Last week, President Trump revoked former CIA Director John Brennan’s security clearance. It’s yet another presidential feud designed to force the public to take sides: Are you with Trump or against him? It’s a late-summer matchup that brings to mind the eternally useful tagline from another ugly showdown, Aliens vs. Predator: Whoever wins, we lose.
The decision to strip Brennan’s clearance prompted howls of outrage from the media. Brennan is one of Trump’s most prominent and aggressive critics; Trump’s move, the argument went, was intended to punish and silence him as political payback.
A White House spokesperson initially said that Brennan’s clearance was revoked for making “wild outbursts on the internet and television” about the current administration, but Trump himself later indicated that the decision was related to Brennan’s early role in the investigation into Russian interference in the 2016 election. In an interview with The Wall Street Journal about Brennan, Trump said, “I call it the rigged witch hunt, [it] is a sham. And these people led it! So I think it’s something that had to be done.”
Trump’s critics, in other words, had at least a partial point: The president himself all but confirmed that he targeted Brennan as an act of political retribution.
Defenders of the president’s move, in response, argued that security clearances for ex-government officials were profitable status markers, and that Brennan, in particular, was a loose cannon whose criticism of the president had grown increasingly erratic and over the top.
They, too, had a point: When criticizing the president, Brennan sometimes alluded to his security clearance, bolstering the impression that he was speaking with an insider’s knowledge. In a piece for The New York Times last week, for example, Brennan wrote, “While I had deep insight into Russian activities during the 2016 election, I now am aware—thanks to the reporting of an open and free press—of many more of the highly suspicious dalliances of some American citizens with people affiliated with the Russian intelligence services.” The clear intent of the line is to leave the impression that, because of special access, he knows more than he can say.
Yet by his own admission, Brennan’s accusations against the president were exaggerated. Following Trump’s appearance with Russian leader Vladimir Putin, Brennan called the the president’s actions “nothing short of treasonous.”
You might assume that when Brennan, a former high ranking intelligence community official, described a president’s behavior as “treasonous” he meant that it was treason. Not so. As Brennan awkwardly explained on Rachel Maddow last week, what he really meant was…something else.
…For Mr. Trump to so cavalierly so dismiss that, yes, sometimes my Irish comes out and in my tweets. And I did say that it rises to and exceeds the level of high crimes and misdemeanors and nothing short of treasonous, because he had the opportunity there to be able to say to the world that this is something that happened. And that’s why I said it was nothing short of treasonous. I didn’t mean that he committed treason.

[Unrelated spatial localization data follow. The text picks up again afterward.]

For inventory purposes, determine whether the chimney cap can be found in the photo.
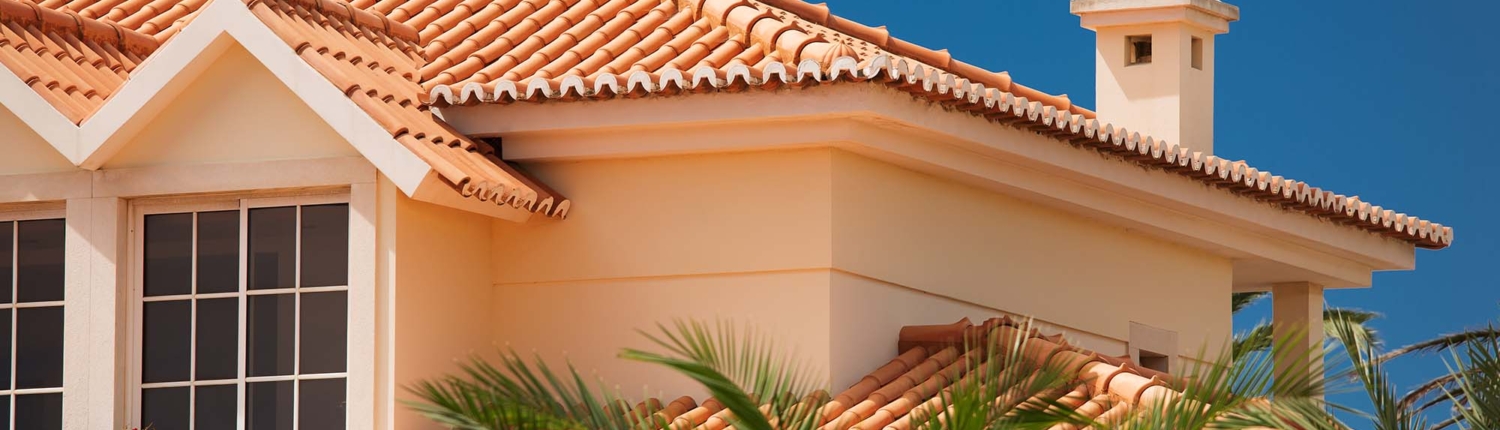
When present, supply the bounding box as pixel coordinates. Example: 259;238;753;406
1068;0;1239;33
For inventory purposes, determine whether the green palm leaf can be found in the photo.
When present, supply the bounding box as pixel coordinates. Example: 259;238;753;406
620;321;827;430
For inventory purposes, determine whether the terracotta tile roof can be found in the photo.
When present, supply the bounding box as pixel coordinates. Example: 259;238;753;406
41;0;209;42
0;0;159;124
635;319;1182;430
0;0;1454;239
248;0;570;216
396;0;1094;118
411;0;1454;249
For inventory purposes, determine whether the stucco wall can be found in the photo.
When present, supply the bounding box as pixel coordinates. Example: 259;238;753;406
105;45;359;169
0;106;77;175
377;180;495;429
828;271;1127;388
833;151;1233;357
492;148;1232;397
491;270;833;399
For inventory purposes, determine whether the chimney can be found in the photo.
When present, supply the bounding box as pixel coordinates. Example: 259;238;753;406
1070;0;1239;154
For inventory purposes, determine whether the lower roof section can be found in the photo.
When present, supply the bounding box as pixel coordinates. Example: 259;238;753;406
633;318;1182;430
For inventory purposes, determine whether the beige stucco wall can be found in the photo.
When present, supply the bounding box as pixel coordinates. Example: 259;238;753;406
104;45;359;169
492;148;1232;396
1095;22;1214;153
377;177;495;429
0;106;78;175
833;151;1233;357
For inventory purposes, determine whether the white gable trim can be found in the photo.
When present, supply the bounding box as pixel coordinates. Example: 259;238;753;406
0;1;432;196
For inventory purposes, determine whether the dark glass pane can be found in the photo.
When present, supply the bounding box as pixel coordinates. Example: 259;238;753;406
302;291;350;375
15;306;63;389
141;300;192;384
192;385;237;430
245;294;297;376
297;379;345;430
198;298;240;381
198;211;240;294
0;309;11;389
15;393;63;430
0;222;15;305
302;205;350;286
141;387;192;430
143;213;192;297
15;219;66;303
245;381;291;430
249;207;297;289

It is possible to believe that President Trump targeted Brennan for political reasons, and also that Brennan is unhinged and unreliable, relying partly on his security clearance to bolster his credibility as a critic of the president. (As Reason’s Scott Shackford wrote last week, there is both good news and bad news in this story.)

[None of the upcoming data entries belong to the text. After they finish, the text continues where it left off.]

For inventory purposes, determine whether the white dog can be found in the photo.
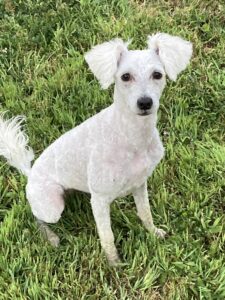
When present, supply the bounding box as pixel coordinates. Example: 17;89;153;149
0;33;192;264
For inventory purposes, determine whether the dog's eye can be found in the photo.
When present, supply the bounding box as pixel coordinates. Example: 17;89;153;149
152;72;162;79
121;73;131;81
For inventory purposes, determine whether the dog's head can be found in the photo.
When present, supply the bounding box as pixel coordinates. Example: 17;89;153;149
85;33;192;116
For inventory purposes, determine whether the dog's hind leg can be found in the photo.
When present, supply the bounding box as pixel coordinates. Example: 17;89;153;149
37;219;60;247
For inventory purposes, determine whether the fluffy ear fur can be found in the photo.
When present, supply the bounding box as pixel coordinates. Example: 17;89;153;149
85;39;128;89
148;33;192;81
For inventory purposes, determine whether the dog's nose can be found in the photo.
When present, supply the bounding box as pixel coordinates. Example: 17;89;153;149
137;97;153;110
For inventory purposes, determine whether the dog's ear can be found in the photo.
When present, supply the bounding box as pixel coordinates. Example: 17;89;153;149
84;39;128;89
148;33;192;81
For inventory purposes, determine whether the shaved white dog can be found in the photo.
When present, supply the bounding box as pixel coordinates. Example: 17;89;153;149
0;33;192;265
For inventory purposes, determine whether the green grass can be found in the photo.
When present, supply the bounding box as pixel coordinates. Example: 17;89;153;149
0;0;225;300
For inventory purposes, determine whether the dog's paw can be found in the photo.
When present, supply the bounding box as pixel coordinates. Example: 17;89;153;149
153;227;166;239
48;233;60;247
108;256;122;267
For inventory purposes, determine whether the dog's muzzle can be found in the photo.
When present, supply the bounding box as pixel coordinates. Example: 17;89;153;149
137;97;153;116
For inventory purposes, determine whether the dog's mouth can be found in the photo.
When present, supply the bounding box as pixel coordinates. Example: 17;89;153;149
138;110;151;116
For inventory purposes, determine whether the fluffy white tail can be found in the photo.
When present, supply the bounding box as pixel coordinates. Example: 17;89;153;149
0;113;34;176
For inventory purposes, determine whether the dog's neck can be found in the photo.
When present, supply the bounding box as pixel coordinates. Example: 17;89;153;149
112;87;157;147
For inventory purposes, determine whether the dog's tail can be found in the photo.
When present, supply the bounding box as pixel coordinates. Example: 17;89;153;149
0;112;34;176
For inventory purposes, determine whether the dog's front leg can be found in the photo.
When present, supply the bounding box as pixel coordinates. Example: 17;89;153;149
133;182;166;238
91;194;120;265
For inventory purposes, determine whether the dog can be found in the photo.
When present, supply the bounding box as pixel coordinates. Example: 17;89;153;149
0;33;192;265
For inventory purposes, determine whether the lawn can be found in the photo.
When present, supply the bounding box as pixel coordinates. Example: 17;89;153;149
0;0;225;300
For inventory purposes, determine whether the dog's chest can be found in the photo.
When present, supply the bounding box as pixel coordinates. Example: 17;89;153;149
112;141;163;196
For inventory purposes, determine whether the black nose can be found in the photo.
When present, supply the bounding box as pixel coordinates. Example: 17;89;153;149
137;97;153;110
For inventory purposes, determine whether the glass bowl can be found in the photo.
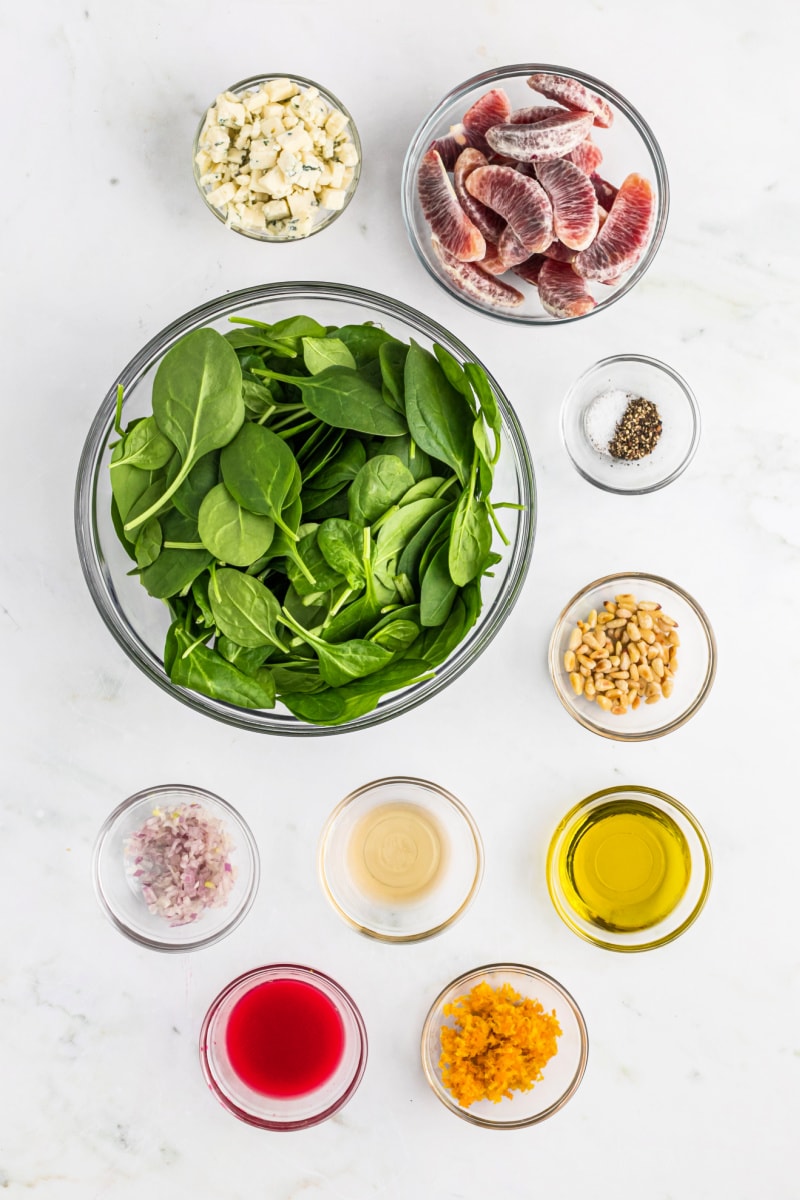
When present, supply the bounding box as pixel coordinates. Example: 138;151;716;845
421;962;589;1129
548;571;716;742
92;784;260;952
76;283;535;736
561;354;700;496
401;62;669;325
200;964;367;1130
192;72;361;242
319;776;483;942
547;785;711;952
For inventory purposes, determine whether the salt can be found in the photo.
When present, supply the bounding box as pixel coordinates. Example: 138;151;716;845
583;388;632;457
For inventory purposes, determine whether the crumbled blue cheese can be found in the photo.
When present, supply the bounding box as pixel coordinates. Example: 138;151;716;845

But it is harder to see Trump’s gambit as, in Brennan’s words, “an attempt to scare into silence” others who might challenge the president. Or at the very least, if that’s what it is, it’s an attempt that isn’t likely to be very successful. As Bloomberg’s Eli Lake wrote, it’s better understood as a move to elevate Brennan into a useful foil. After all, following the loss of his clearance, Brennan made the argument that Trump was engaged in a silencing effort in The New York Times.

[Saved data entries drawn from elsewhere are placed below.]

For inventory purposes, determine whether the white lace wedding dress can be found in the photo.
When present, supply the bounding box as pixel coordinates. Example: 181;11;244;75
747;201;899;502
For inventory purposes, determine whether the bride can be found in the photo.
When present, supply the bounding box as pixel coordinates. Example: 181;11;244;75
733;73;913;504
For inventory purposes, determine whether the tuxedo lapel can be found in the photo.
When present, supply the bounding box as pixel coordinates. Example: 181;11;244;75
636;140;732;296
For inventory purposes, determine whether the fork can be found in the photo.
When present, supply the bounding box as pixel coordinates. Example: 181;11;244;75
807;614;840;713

This is a typical play for Trump, who likes to single out individuals in order to turn them into enemies: Think of his relentless and polarizing Twitter attacks on Judge Gonzalo Curiel or Khizr Khan. Here his choice of antagonist is far less sympathetic, but it’s the same essential dynamic at work. Trump thrives on personal feuds and polarizing vendettas, especially those that entice critics into exaggerated attacks, which inspire greater devotion from loyalists in response, and so on and so forth. Trump has turned national politics into an unending series of petty tabloid feuds. He isn’t really interested in a nuanced debate about security clearance status markers or profiting off of working in government; he just wants to perpetuate the cycle of squabbling, forever forcing people to choose one side or the other. Are you Team Trump? Are you Team Resistance? Aliens or predator? In this case, it’s truly a shame they can’t both lose.